Question

A new process for producing a type of resin is supposed to have a mean cycle time of 3.5 hours

per batch. Six batches are produced, and their cycle times, in hours, were:

3.45 3.47 3.57 3.52 3.40 3.63

Can you conclude that the mean cycle time is greater than 3.5 hours?
a. Use the critical value approach.
b. Use the p-value approach

Answer 1

a) Assuming 95% of confidence and
`\alpha=0.05` we can use the t distribution with 5 degrees of freedom in order to calculate a critical value that accumulates 0.05 of the area on the right tail of the distribution. We can use excel and the code to do this is given by: "=T.INV(1-0.05,5)". And we got the critical value
`t_(\alpha/2)=2.015`.

Since our calculates value < critical value. We fail to reject the null hypothesis, and we can say that at 5% of significance we don't have enough evidence to conclude that the true mean is highr than 3.5 hours.

b)
`p_v =P(t_(5)>0.204)=0.423`

If we compare the p value and a significance level assumed
`\alpha=0.05` we see that
`p_v>\alpha` so we can conclude that we FAIL to reject the null hypothesis, and the actual true mean for the time is not significantly higher than 3.5 hours at 5% of significance.

Explanation:

Data given and notation

We can calculate the sample mean and standard deviation with these formulas:

`\bar X =(\sum_(i=1)^n X_i)/(n)`

`s =\sqrt{(\sum_(i=1)^n (X_i -\bar X)^2)/(n-1)}`

The results obtained are given below:

`\bar X=3.507` represent the sample mean

`s=0.084` represent the standard deviation for the sample

`n=6` sample size

`\mu_o =3.5` represent the value that we want to test

`\alpha` represent the significance level for the hypothesis test.

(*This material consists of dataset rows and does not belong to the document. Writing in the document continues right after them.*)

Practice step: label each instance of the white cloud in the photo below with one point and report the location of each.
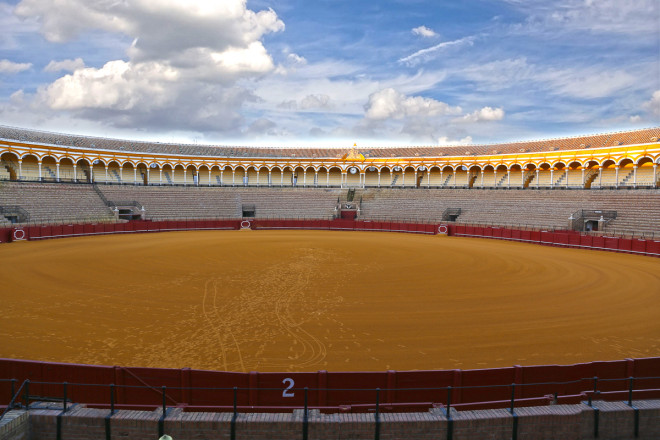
(423, 31)
(484, 114)
(602, 16)
(588, 83)
(7, 66)
(391, 104)
(182, 68)
(118, 85)
(445, 140)
(653, 105)
(320, 101)
(66, 65)
(430, 52)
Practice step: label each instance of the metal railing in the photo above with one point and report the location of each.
(21, 398)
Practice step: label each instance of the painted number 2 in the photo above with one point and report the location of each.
(286, 393)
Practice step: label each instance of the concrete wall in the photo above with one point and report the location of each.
(616, 421)
(14, 426)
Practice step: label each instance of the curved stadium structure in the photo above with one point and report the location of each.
(571, 190)
(426, 183)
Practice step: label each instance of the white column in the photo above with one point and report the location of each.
(552, 177)
(537, 178)
(616, 171)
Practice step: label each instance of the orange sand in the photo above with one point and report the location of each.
(309, 300)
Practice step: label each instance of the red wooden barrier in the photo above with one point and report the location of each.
(611, 243)
(625, 244)
(560, 238)
(598, 242)
(638, 246)
(33, 232)
(343, 388)
(653, 247)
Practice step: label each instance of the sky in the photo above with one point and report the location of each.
(330, 73)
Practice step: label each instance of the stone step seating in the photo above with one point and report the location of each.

t would represent the statistic (variable of interest)

`p_v` represent the p value for the test (variable of interest)

State the null and alternative hypotheses to be tested

We need to conduct a hypothesis in order to determine if the mean producing a type of resin is higher than 3.5 hours, the system of hypothesis would be:

Null hypothesis:
`\mu \leq 3.5`

Alternative hypothesis:
`\mu > 3.5`

Compute the test statistic

We don't know the population deviation, so for this case is better apply a t test to compare the actual mean to the reference value, and the statistic is given by:

`t=(\bar X-\mu_o)/((s)/(√(n)))` (1)

t-test: "Is used to compare group means. Is one of the most common tests and is used to determine if the mean is (higher, less or not equal) to an specified value".

We can replace in formula (1) the info given like this:

`t=(3.507-3.5)/((0.084)/(√(6)))=0.204`

Now we need to find the degrees of freedom for the t distirbution given by:

`df=n-1=6-1=5`

What do you conclude?

a. Use the critical value approach.

Assuming 95% of confidence and
`\alpha=0.05` we can use the t distribution with 5 degrees of freedom in order to calculate a critical value that accumulates 0.05 of the area on the right tail of the distribution. We can use excel and the code to do this is given by: "=T.INV(1-0.05,5)". And we got the critical value
`t_(\alpha/2)=2.015`.

Since our calculates value < critical value. We fail to reject the null hypothesis, and we can say that at 5% of significance we don't have enough evidence to conclude that the true mean is highr than 3.5 hours.

b. Use the p-value approach

Since is a one right tailed test the p value would be:

`p_v =P(t_(5)>0.204)=0.423`

If we compare the p value and a significance level assumed
`\alpha=0.05` we see that
`p_v>\alpha` so we can conclude that we FAIL to reject the null hypothesis, and the actual true mean for the time is not significantly higher than 3.5 hours at 5% of significance.